Mariano Browne
Recent developments highlight the multiple challenges facing citizens. In the recent past, the budget became more of a public relations exercise than a tool for economic change. Finance Minister Davendranath Tancoo is in the same difficult position as his predecessor. His Independence Day message called for unity in the face of the sacrifices the country must make. Will he take tough decisions to make the necessary adjustments, or will he, like Mr Colm Imbert, say that all is well and kick the can down the road?
Central Bank indicated last week that the economy declined by 2.1 per cent in the first quarter. Available evidence suggests that this decline continued in the second quarter. The natural gas production has weakened, as has the performance of the petrochemical sector. Official foreign exchange reserves have continued to decline, mirroring the country’s economic performance. The 11th actuarial report on the National Insurance System and the Standard and Poor’s rating report added additional information, making the picture bleaker.
Since 2005, NIS actuarial reports have consistently indicated that the fund is unsustainable without significant changes because fewer workers are entering the workforce to contribute to an ever-increasing pool of retirees. The latest report (completed in 2024 but only made public last week) says that the NIS Fund will be extinguished by fiscal year 2033-2034, unless significant interventions are made … now.
The recommendations to correct this situation are well known. The first is to increase the retirement age to 65, and do that now because of the time taken to implement the recommendation. The second is to increase the contribution rate. The third is to freeze pensions. The fourth is to reduce the pension for those retiring before the recommended pensionable age.
These changes are necessary but unpopular. And every government and union leader since 2005 has lacked the political will to confront this unpopular reality. Will this administration, which has so many trade unionists as ministers, be any different?
Similarly, S&P’s 2025 rating report identified key weaknesses in T&T’s economic performance. On balance, it rates the T&T outlook as negative, indicating that this “reflects the possibility of a downgrade absent meaningful and timely steps to strengthen the sustainability of public finances, ensure balanced economic growth, and maintain the country’s strong external profile”. The report notes that there is a 33 per cent probability that S&P “could lower the ratings over the next six-24 months”.
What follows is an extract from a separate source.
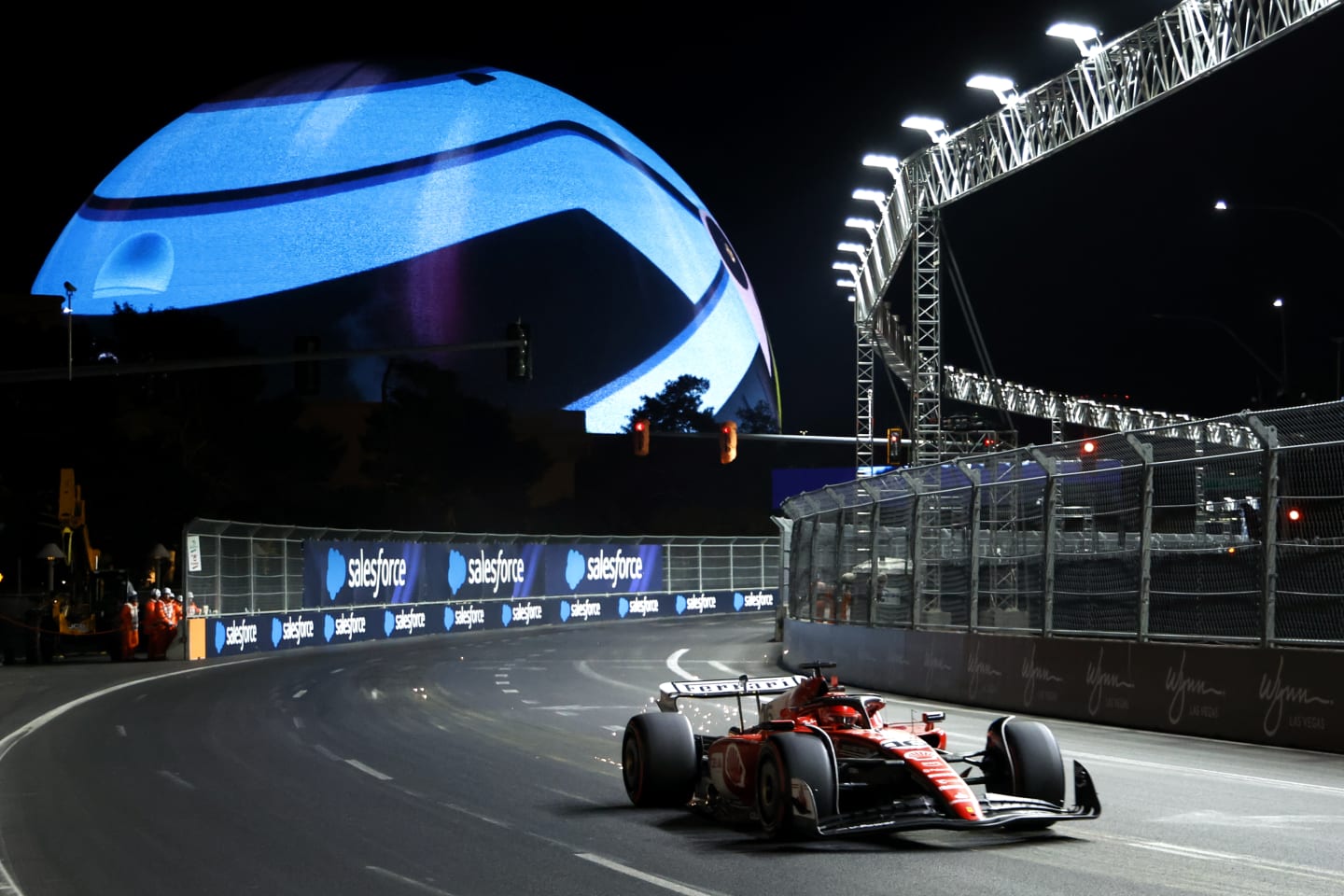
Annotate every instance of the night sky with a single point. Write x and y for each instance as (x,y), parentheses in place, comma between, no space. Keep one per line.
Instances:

The report succinctly states S&P’s concerns. First, the fiscal and external buffers have been weakening over time. Second, the long-term economic growth has been low. Third, there has been only limited progress by previous administrations in diversifying the economy, leaving it vulnerable to volatile energy prices. Fourth, output from the oil and gas sector has been declining. S&P also asked for more timely data. There can be no argument with the request, as there is no reason why GORTT cannot make the necessary improvements to ensure that data collection and dissemination are improved.
Why does this rating announcement matter? First, S&P is the only rating agency that gives T&T an investment-grade rating. Second, ratings matter, as a sub-investment grade rating means that the interest rate paid on T&T’s foreign loans would increase. Whilst it is tempting to think higher interest rates would only apply to new loans, all our foreign loans are repriced periodically. This means that debt service payments could increase. Were this to materialise, other expenditures would have to be cut to compensate for the increased debt service payments.
Everything S&P reports has been said repeatedly by other commentators. The real question is, how will these matters be addressed in the upcoming budget speech? The fiscal deficits have increased since the 2014 decline in energy prices. The international outlook for natural gas prices to 2030 is for lower prices as capacity exceeds world demand. Therefore, even if the Manatee project improves gas production, the fiscal impact is likely to be limited. Further, Exxon executives dampened any expectation that T&T could be another Guyana.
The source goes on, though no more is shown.